I rather like them since I love theatre, from Brecht’s theatrical bizarre to Aristophanes’ dirty humour, I follow theatre avidly. Even then, I must concede I struggle to name too many theatre awards other than the Tonys and the Pulitzer Prize for Drama. Doesn’t this just go to show that we need some more awards in theatre and not let cinema get them all?

An award, according to me, can be a great predictor of the pedigree a play might enjoy. It could also secure permanent funding for a lesser-known writer or company and—for the discerning amongst us—it can “direct” us to the plays we can admit to liking in “informed” company! But just how influential are these awards in the world of theatre?
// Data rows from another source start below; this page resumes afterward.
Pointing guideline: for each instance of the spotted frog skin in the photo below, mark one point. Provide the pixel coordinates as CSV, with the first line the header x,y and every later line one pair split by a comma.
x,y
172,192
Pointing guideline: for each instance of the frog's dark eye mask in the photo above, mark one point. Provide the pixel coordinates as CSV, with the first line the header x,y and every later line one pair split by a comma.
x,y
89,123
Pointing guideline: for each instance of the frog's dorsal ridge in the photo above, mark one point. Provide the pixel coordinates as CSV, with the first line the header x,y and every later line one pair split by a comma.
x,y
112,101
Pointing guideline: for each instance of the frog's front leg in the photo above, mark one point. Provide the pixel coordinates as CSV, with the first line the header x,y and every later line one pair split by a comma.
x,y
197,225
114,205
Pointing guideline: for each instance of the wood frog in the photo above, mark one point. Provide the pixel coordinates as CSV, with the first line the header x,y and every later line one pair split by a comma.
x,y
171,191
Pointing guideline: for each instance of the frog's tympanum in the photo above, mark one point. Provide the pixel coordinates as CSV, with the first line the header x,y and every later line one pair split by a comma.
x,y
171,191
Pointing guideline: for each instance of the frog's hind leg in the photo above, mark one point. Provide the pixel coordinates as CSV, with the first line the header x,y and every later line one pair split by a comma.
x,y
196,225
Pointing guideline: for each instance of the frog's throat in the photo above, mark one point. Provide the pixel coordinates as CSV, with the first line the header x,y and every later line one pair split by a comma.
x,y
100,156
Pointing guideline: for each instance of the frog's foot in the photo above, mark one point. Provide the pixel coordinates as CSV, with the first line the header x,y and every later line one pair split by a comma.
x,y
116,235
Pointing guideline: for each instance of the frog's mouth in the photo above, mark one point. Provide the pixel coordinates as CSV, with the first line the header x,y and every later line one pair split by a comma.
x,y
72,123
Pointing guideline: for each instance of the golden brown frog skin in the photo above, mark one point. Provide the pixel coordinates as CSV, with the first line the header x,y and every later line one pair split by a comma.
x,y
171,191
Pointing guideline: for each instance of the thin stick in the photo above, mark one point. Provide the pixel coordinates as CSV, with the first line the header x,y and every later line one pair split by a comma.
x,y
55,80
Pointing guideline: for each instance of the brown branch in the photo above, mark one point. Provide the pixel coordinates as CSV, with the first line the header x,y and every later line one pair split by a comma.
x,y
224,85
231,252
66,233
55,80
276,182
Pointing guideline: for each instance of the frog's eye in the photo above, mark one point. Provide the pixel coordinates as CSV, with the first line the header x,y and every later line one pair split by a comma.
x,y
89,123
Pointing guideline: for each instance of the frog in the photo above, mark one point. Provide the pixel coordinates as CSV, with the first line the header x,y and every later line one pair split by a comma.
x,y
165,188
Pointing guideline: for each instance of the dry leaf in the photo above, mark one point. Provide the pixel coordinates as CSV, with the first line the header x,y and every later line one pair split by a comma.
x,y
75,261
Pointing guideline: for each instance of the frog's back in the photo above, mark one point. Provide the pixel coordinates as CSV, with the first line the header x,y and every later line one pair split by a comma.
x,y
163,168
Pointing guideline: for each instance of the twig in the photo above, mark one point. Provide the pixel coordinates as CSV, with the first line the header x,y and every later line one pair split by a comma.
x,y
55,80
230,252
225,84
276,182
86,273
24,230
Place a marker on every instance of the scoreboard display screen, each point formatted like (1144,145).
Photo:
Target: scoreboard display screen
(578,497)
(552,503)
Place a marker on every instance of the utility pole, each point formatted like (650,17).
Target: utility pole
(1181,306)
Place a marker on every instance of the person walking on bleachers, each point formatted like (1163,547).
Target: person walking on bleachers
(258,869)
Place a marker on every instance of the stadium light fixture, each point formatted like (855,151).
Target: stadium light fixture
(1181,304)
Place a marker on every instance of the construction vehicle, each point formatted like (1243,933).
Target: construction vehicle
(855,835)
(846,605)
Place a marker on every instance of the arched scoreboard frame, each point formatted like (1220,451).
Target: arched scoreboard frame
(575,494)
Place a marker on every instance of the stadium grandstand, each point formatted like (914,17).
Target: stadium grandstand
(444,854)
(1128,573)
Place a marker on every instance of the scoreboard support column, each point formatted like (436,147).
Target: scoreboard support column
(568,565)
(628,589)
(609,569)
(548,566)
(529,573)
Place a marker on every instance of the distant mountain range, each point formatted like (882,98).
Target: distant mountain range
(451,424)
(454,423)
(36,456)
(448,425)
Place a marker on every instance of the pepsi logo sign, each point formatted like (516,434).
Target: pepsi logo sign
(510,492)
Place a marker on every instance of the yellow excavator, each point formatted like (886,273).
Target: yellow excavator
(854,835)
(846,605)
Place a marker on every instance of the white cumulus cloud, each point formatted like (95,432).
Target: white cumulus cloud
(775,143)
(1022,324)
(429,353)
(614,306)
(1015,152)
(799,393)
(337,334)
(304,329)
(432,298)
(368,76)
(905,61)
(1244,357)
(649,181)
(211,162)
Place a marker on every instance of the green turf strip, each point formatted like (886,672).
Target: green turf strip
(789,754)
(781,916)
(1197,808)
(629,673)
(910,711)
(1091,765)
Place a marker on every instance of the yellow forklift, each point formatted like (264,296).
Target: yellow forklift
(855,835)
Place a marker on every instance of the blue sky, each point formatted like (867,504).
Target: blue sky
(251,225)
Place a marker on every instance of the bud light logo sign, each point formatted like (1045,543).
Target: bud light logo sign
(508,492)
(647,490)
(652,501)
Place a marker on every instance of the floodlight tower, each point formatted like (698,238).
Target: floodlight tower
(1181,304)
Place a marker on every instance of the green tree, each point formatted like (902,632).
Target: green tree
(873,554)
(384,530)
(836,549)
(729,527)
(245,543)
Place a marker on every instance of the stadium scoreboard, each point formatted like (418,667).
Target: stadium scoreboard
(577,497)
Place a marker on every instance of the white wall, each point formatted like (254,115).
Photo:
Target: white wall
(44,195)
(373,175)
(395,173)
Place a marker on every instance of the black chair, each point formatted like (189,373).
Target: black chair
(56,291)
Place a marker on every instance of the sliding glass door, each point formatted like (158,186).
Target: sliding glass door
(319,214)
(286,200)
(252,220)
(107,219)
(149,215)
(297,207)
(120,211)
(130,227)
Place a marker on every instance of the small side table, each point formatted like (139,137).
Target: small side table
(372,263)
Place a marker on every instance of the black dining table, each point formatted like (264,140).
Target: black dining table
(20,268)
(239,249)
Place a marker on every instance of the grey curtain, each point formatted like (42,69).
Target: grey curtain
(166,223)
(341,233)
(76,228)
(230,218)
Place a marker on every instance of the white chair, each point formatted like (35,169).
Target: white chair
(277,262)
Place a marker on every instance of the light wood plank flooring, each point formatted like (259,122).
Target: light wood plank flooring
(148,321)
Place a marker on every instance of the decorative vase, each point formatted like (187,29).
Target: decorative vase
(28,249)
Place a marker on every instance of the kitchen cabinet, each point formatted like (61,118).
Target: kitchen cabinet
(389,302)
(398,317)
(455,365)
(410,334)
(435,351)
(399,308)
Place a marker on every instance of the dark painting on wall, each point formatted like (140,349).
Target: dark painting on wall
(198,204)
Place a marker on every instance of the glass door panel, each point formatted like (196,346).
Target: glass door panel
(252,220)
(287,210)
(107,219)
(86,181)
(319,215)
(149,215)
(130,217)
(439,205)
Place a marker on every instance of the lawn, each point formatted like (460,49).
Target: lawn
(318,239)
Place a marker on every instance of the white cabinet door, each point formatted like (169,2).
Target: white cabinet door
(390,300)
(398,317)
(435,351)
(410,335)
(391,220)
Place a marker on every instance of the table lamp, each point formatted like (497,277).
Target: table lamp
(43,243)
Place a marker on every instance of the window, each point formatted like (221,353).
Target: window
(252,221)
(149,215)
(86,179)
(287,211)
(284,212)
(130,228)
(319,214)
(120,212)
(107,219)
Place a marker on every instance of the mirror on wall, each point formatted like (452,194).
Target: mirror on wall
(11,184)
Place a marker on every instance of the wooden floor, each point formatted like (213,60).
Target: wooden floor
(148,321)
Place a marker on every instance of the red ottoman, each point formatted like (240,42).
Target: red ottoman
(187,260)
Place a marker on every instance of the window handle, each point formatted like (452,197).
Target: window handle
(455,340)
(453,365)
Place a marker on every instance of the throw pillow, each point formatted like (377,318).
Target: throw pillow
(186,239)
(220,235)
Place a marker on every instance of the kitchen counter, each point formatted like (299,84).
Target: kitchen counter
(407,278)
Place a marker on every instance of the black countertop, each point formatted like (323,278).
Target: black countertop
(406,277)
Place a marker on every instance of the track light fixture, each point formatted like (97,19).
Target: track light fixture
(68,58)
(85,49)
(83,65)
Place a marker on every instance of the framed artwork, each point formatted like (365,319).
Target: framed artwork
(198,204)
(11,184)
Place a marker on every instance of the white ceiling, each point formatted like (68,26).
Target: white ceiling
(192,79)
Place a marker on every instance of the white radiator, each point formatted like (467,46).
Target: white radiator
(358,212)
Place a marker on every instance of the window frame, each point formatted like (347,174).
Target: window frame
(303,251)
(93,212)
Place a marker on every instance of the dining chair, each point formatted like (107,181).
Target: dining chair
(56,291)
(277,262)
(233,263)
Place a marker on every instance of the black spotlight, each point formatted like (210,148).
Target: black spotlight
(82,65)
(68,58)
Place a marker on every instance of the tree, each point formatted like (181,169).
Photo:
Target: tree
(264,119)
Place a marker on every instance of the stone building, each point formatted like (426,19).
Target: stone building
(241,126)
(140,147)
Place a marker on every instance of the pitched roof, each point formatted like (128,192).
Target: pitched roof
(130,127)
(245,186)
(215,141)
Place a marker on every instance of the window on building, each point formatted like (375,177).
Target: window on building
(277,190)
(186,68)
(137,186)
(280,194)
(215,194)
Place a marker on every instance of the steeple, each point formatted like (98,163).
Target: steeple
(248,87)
Let’s look at some interesting facts. Tennessee Williams’ breakthrough play, The Glass Menagerie, won the New York Drama Critics’ Circle Award in 1945. Though Williams had been writing for almost ten years prior, the Menagerie brought him out of obscurity; without the award, he may have faded back into it. After winning, Williams had an audience eagerly anticipating his next work, which meant interested agents and a guaranteed audience of attentive reviewers. The award was also a good indication of things to come; the Menagerie enjoys a vast legacy which stretches to the present day with runs on Broadway as recently as 2013.

On the other hand, an award can serve to solidify the notoriety of a play, apart from its genius. When Samuel Beckett’s Waiting for Godot premiered in London in 1955 it suffered terrible reviews and open hostility from audiences, many of whom walked out. The public was unimpressed that the newly-formed Evening Standard Drama Awards threatened to crown Godot as their Best New Play. A number of notable names in London’s cultural elite made a counter-threat—that they would resign in protest—and Godot was instead awarded the Most Controversial Play of the Year. The societal kerfuffle and the very label ‘controversial’ in one of the most liberal cities in the world no doubt set Beckett’s masterpiece apart from other plays of its time.

The upcoming Mahindra Excellence in Theatre Awards (or META) is invaluable for theatre-goers in India because it has had a tradition of having a similar effect on its beneficiaries. Award-winners can expect a larger audience, greater acceptance in cultural circles and, perhaps, a place amongst the masterpieces in Indian theatre.